電車の中刷り広告をぼんやりみていた。
本当にぼんやり見ていたので、その雑誌の表紙を飾っている女の子に、最初気がつかなかった。
「また凡百のギャルモデルか・・・」
そう思っていたが、目の焦点が合ううちに、その表紙を飾っているのが南明奈だということに気づいた。
そう、かつて”最強アルドル”の名をほしいままにしていた、アッキーナである。
そこには緊張感のかけらもない、ぬるま湯番組のメンバーそのままの姿が映し出されいた。

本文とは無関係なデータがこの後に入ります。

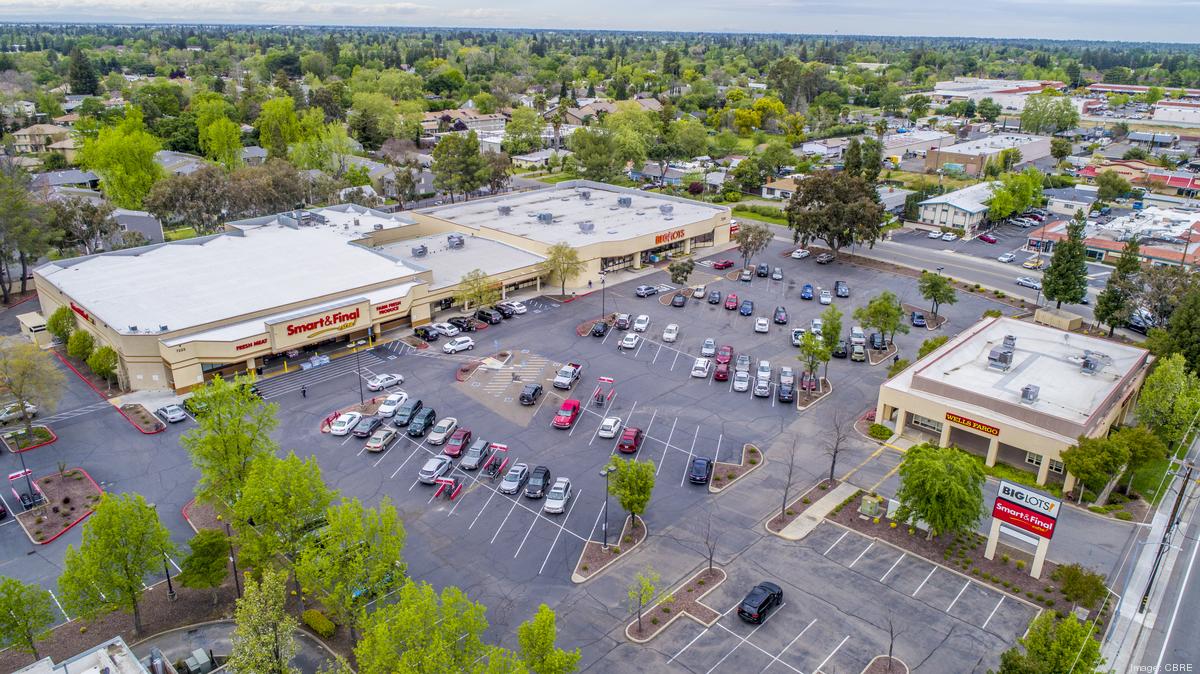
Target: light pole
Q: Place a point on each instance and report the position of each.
(607, 470)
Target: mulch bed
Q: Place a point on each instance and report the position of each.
(726, 474)
(595, 559)
(799, 505)
(69, 499)
(142, 417)
(684, 601)
(963, 554)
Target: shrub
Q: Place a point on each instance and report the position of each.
(317, 621)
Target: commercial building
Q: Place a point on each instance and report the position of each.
(271, 290)
(970, 157)
(1015, 392)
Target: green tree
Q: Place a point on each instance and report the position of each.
(264, 638)
(27, 613)
(641, 591)
(360, 559)
(1053, 647)
(631, 483)
(1066, 280)
(563, 264)
(837, 208)
(282, 504)
(233, 432)
(937, 289)
(539, 651)
(123, 541)
(941, 486)
(207, 564)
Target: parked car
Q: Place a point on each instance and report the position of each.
(538, 483)
(760, 602)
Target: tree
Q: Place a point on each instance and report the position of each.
(28, 374)
(1115, 304)
(1053, 647)
(233, 431)
(123, 541)
(941, 486)
(359, 560)
(681, 270)
(27, 613)
(563, 263)
(1066, 280)
(751, 239)
(1111, 185)
(1095, 461)
(207, 565)
(937, 289)
(282, 503)
(633, 485)
(835, 208)
(264, 638)
(539, 653)
(641, 591)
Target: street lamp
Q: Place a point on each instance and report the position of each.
(607, 470)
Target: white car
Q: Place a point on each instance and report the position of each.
(459, 344)
(443, 431)
(742, 381)
(444, 329)
(610, 427)
(381, 381)
(345, 423)
(391, 403)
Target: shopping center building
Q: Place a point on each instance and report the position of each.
(274, 289)
(1017, 392)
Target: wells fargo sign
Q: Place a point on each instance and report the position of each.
(669, 236)
(972, 423)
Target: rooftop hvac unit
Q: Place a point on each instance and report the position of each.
(1000, 359)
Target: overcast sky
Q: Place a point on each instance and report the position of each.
(1155, 20)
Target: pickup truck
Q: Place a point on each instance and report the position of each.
(568, 375)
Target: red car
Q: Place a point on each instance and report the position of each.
(567, 414)
(457, 443)
(630, 439)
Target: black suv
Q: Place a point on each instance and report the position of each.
(407, 411)
(761, 600)
(531, 393)
(489, 316)
(539, 482)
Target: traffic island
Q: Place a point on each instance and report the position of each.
(18, 440)
(684, 601)
(726, 474)
(595, 558)
(69, 499)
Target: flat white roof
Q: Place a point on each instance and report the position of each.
(519, 214)
(261, 265)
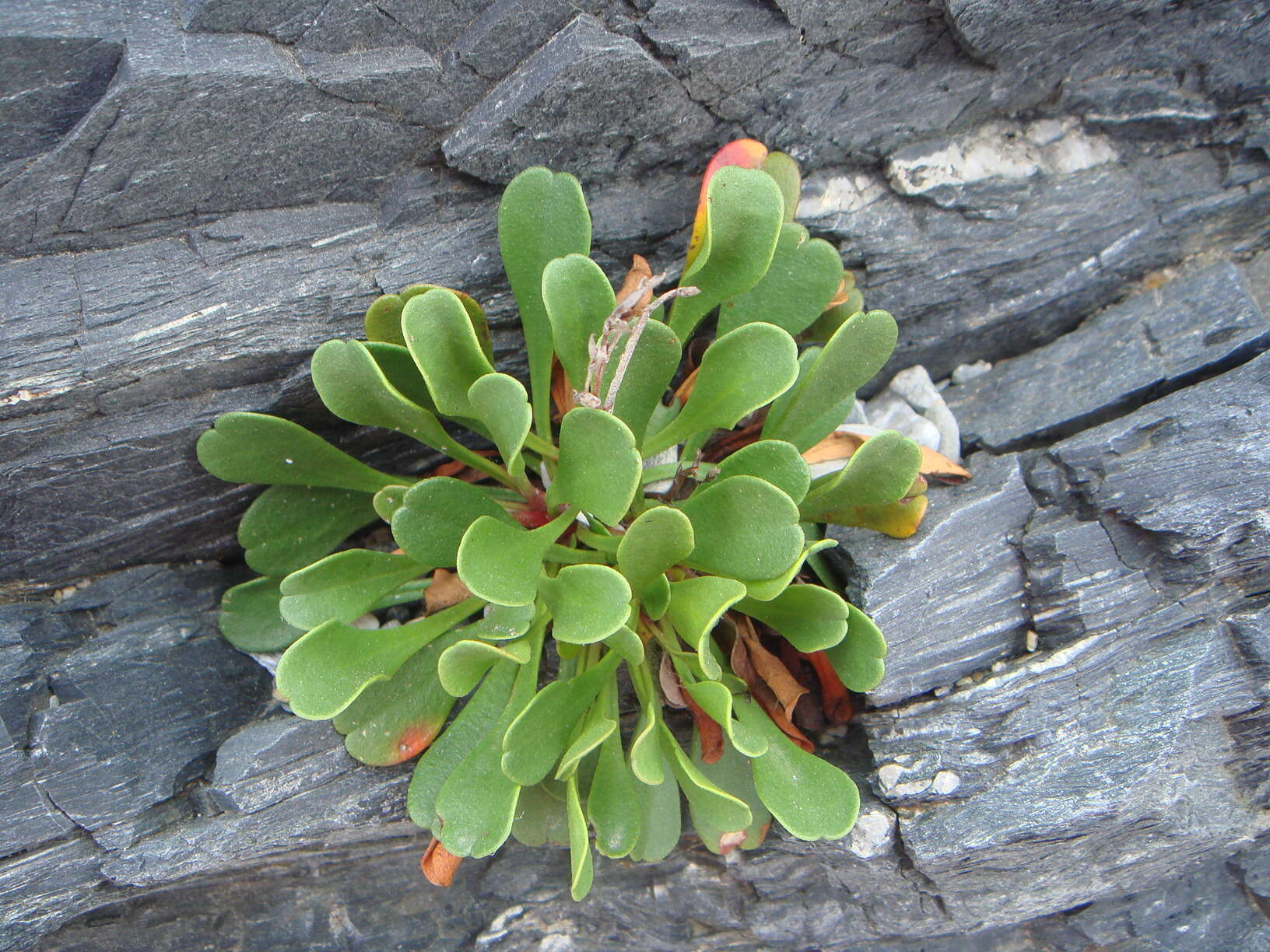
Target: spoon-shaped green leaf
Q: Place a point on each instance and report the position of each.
(502, 624)
(402, 372)
(581, 865)
(542, 216)
(289, 527)
(343, 586)
(436, 513)
(658, 538)
(659, 814)
(500, 562)
(251, 618)
(822, 803)
(721, 809)
(600, 467)
(444, 345)
(696, 606)
(809, 617)
(578, 299)
(880, 471)
(476, 803)
(802, 279)
(587, 602)
(858, 659)
(741, 372)
(743, 213)
(465, 663)
(500, 403)
(388, 500)
(540, 817)
(536, 739)
(393, 720)
(785, 172)
(352, 385)
(827, 391)
(731, 772)
(595, 727)
(472, 724)
(614, 803)
(626, 644)
(771, 588)
(258, 448)
(325, 670)
(745, 528)
(715, 700)
(384, 317)
(773, 460)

かつて、毎年のように「カレンダーの売り上げNO.1」の座に輝き、
グループアイドル全盛の時代に、ソロで活躍できる数少ない正統派のアイドルとして君臨したアッキーナ
雑誌のグラビアを飾っても、決して胸が大きいわけではなく
歌が歌えるわけでもなく、演技ができるわけでもない。
「かわいい」
これ一本で勝負をしている、また勝負ができる稀有な存在であったアッキーナ
しかし、グラビアだけのアイドルでは今日び活躍の場が絞られ、自身のタレント性も生かせない。
島田紳助氏に見初められ、準レギュラーとなった。
一緒に合宿に行き、グループを組んで歌を歌わせてもらった。
ほとんど中卒に近い頭でクイズにも答えた。
おバカにもなりきれず、頭のいいキャラにもなりきれないアッキーナは、なかなかヘキサゴン・ファミリーで存在感を示すことはできなかったが、
それでもそのぬる~い雰囲気は、アッキーナにとって心地よかったのかもしれない。
ファミリーにはアッキーナが甘えることができる姉さんたちがいた。
姉さんたちと仲良くなるためにはどうすればいいか。
アッキーナは考えた。
そして同期の神戸蘭子を見て、こう思った。
「そうか!ああすればいいんだ!」
アッキーナは姉さんたちの真似をすることにした。
こうしてヘキサゴンファミリーはみな同じ(ヘア)スタイルになったのだ(と思う)。
見事なまでに揃った(ヘア)スタイルは友情の証、仲間の証である。
と同時に諸刃の剣でもある。
それは、タレントしてもっとも重要な「個性の消滅」を意味した。
アッキーナはもともとこんな感じであった。
が、今のアッキーナに必要なのは、仲間だ。そしてファミリーだ。
ヘキサゴンメンバーは他のタレントを蹴落とし、芸能界の中で生存競争に勝ち抜くことより
自らの個性を埋没させ、調和することを選んだ。
いま、”最強アイドル”と言われた南明菜は芸能界には存在しない。
今、いるのは「ヘキサゴンのアッキーナ」である。
小学生に南明奈の写真を見せて、「この人だ~れだ?」と聞いてみるといい。
「ヘキサゴンに出てる人!」と言われるはずだから。